In an article in the British publication The Guardian a few weeks ago, Shawn Powers, an assistant professor of communications at Georgia State University, drew a stark portrait of the difference between mail and email. The former is a global institution founded on the sanctity of private correspondence, the latter can exist in its present state only within a secrecy vacuum.

“The modern Internet economy in many ways evolved out of a casual disregard for secrecy and privacy; it is dependent on gathering and analyzing individual user behavior and benefits a handful of western countries and companies,” wrote Powers. “Targeted advertising accounts for the vast majority of Internet revenue. It is a technique incompatible with the principle of secrecy of correspondence.”

When it comes to the issue of privacy, then, a topic covered fairly regularly on this site, the Internet is in direct opposition to one of its chief rivals for direct marketing dollars: The U.S. Postal Service. Indeed, Powers points out, the U.S. postal system was founded in large part to prevent British overlords from casually riffling through people’s letters to root out dissidents. This privacy protection was so valued by politicians and people alike that it worked its way into the Bill of Rights and the Constitution.
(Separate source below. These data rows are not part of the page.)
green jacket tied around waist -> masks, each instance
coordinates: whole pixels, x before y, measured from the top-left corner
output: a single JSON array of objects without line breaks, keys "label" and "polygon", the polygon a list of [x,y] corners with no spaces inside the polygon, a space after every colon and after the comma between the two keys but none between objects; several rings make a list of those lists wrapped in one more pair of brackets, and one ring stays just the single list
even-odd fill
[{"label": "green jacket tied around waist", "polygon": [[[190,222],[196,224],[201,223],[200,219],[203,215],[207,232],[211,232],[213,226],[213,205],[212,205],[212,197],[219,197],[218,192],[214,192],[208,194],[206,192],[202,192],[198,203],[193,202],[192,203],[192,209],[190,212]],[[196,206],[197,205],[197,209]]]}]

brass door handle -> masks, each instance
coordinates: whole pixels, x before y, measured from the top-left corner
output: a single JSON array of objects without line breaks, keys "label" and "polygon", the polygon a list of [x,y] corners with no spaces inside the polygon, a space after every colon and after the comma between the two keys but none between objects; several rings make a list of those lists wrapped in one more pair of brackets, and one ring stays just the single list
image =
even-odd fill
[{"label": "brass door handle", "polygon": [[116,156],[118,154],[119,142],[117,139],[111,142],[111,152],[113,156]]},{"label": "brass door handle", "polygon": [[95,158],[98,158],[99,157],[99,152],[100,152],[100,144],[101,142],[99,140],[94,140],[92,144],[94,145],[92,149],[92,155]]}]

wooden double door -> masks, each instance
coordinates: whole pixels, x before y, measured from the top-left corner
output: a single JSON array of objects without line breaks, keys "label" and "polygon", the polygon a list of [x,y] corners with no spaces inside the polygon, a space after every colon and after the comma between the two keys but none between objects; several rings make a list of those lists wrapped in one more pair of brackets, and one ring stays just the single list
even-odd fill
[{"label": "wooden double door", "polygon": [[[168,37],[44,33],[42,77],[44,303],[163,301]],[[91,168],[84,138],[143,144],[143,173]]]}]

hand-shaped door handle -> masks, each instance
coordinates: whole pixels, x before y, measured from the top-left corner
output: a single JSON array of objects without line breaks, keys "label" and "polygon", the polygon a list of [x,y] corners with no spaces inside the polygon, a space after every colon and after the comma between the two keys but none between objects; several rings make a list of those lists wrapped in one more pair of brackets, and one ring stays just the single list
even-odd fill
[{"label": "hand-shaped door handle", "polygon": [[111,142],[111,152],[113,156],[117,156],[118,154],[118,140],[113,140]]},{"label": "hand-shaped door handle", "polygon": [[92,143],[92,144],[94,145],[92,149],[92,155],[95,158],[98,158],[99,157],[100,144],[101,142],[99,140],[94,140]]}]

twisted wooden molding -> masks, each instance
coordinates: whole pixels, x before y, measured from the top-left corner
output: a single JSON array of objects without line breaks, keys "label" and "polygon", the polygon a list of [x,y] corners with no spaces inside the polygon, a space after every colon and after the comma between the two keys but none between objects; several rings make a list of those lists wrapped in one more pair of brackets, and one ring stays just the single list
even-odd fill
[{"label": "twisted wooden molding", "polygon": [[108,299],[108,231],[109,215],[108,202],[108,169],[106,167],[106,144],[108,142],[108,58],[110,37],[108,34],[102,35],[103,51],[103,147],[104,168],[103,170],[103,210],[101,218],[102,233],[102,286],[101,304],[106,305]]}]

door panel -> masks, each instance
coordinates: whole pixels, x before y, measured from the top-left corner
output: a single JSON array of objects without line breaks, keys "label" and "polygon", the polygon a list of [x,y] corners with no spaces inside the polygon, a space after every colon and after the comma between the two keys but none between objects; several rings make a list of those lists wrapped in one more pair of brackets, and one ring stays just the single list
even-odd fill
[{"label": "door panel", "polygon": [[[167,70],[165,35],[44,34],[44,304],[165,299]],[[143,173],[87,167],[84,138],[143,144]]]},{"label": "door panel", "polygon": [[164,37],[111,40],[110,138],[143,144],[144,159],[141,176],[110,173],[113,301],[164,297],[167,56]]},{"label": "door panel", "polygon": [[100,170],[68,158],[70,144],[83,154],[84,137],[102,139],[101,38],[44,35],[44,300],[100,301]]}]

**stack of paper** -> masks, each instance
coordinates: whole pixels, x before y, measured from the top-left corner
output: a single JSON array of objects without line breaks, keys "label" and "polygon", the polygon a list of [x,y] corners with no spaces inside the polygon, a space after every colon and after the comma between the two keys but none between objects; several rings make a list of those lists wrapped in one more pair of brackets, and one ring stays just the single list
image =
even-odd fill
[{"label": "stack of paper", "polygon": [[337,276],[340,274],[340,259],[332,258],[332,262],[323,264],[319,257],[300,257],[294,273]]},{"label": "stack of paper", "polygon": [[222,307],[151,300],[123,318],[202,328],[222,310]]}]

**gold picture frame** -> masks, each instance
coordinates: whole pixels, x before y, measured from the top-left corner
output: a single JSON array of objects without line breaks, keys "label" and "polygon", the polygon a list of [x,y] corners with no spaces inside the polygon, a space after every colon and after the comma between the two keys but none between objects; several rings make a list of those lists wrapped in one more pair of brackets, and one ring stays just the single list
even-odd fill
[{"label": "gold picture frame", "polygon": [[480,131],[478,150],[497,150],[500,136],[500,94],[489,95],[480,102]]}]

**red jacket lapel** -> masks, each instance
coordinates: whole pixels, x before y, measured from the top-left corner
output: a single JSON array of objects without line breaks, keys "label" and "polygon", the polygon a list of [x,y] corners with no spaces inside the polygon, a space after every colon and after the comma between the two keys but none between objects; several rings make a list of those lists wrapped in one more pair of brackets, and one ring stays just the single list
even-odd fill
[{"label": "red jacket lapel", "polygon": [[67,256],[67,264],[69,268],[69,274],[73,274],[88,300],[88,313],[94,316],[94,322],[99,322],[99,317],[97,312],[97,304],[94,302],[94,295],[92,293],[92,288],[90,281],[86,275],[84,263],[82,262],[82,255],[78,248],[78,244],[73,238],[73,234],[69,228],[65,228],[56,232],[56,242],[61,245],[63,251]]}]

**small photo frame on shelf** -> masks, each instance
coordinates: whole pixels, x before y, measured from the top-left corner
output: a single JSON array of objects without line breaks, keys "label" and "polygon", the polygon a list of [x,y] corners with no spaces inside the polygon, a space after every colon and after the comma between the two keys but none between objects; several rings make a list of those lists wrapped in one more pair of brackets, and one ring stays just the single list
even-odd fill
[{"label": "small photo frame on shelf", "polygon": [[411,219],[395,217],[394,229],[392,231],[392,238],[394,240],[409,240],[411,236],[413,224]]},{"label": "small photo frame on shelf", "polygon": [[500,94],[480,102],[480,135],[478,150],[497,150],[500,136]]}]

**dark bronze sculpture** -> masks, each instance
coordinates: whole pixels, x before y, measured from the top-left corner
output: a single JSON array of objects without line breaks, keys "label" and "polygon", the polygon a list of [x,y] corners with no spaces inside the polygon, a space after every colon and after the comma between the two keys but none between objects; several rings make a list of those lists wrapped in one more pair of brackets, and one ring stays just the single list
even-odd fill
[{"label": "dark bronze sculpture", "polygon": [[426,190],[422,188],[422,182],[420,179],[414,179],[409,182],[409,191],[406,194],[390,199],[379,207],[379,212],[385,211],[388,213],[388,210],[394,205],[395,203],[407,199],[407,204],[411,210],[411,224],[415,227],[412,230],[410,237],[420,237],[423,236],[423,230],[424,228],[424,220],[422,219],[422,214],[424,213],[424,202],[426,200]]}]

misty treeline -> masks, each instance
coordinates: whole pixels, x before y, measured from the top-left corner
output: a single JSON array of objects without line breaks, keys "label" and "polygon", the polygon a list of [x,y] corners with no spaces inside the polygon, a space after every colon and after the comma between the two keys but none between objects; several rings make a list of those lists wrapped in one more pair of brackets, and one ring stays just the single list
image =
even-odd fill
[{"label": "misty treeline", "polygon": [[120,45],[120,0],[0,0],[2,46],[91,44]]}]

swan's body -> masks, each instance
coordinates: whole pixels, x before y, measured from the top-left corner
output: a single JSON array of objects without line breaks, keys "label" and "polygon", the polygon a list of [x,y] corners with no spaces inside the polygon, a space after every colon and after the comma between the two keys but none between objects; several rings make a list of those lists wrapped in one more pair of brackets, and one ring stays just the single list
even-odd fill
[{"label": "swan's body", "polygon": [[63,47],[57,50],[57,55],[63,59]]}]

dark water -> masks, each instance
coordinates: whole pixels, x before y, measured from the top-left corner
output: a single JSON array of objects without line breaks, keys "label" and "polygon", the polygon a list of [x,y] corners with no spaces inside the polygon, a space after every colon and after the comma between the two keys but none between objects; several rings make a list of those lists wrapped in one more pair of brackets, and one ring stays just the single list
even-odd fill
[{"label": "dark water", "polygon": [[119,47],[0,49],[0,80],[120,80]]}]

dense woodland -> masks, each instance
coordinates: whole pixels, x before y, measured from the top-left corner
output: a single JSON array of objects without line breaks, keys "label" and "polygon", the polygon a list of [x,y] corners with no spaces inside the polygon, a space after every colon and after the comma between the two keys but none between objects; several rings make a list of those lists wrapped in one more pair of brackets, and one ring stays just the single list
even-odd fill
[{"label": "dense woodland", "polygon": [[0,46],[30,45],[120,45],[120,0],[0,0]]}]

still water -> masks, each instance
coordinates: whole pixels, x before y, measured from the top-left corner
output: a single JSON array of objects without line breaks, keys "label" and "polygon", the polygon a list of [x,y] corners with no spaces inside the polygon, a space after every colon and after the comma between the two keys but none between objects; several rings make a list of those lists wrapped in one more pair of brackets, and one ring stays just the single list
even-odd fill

But despite the hue and cry raised by privacy groups worldwide, Web users like me are so entranced by the pocket screens that give us our (monitored) email, free (platform-linked) videos, and (privately owned) apps that summon us cabs and pizzas, that we cavalierly click “OK” to three-page-long legal agreements. Hell, I don’t care if you know who and where I am and what my credit card number is and what I eat and drink. How are you gonna get me my large pepperoni with artichoke hearts and Malted Milk Balls otherwise?

Powers provides an outline of how global postal privacy accords created the Universal Postal Union (UPU), hailed by Josef Zemp, the head of Swiss Rail and Post, as “the most powerful work for peace which history has ever seen.” As technology advanced, the tenets of the UPU influenced those of the International Telecommunications Union (ITU), which in 1932 added to its charter a provision to protect the confidentiality of messages across international borders.

“The UPU and ITU,” Powers wrote, “were so integral to international politics that adherence to their provisions were often among the first commitments made by newly established governments.”

So where, Powers asked, did the principle of secrecy of correspondence go as the Internet began to slowly but surely envelop the world? He points a finger, ironically, at the Queen of Private Email Servers, Hillary Clinton. Okay, she can’t bear the full brunt of the blame. After all, she didn’t invent the Internet. That was her husband’s VP, Al Gore. But Powers points to a speech Clinton made as Secretary of State in 2010 on the “Internet-freedom paradigm” in which she described the Internet as a shared, public space. Powers contends this was a deliberate effort on Clinton’s part to link the Internet to the Western legal doctrine that individual rights to privacy are curtailed in public spaces so that authorities can preserve the security of the space.

Which goes to show you two things. One, you can still keep correspondence private on the Internet if you’re a high-ranking cabinet member who can afford to hire State Department employees to maintain private email servers and make those emails disappear at the appropriate time. And two, the guarantee of private correspondence is one thing the U.S. Mail will always have over the Web. Persons convicted of mail theft face up to five years in jail and fines of $250,000. And the Postal Service has a police force.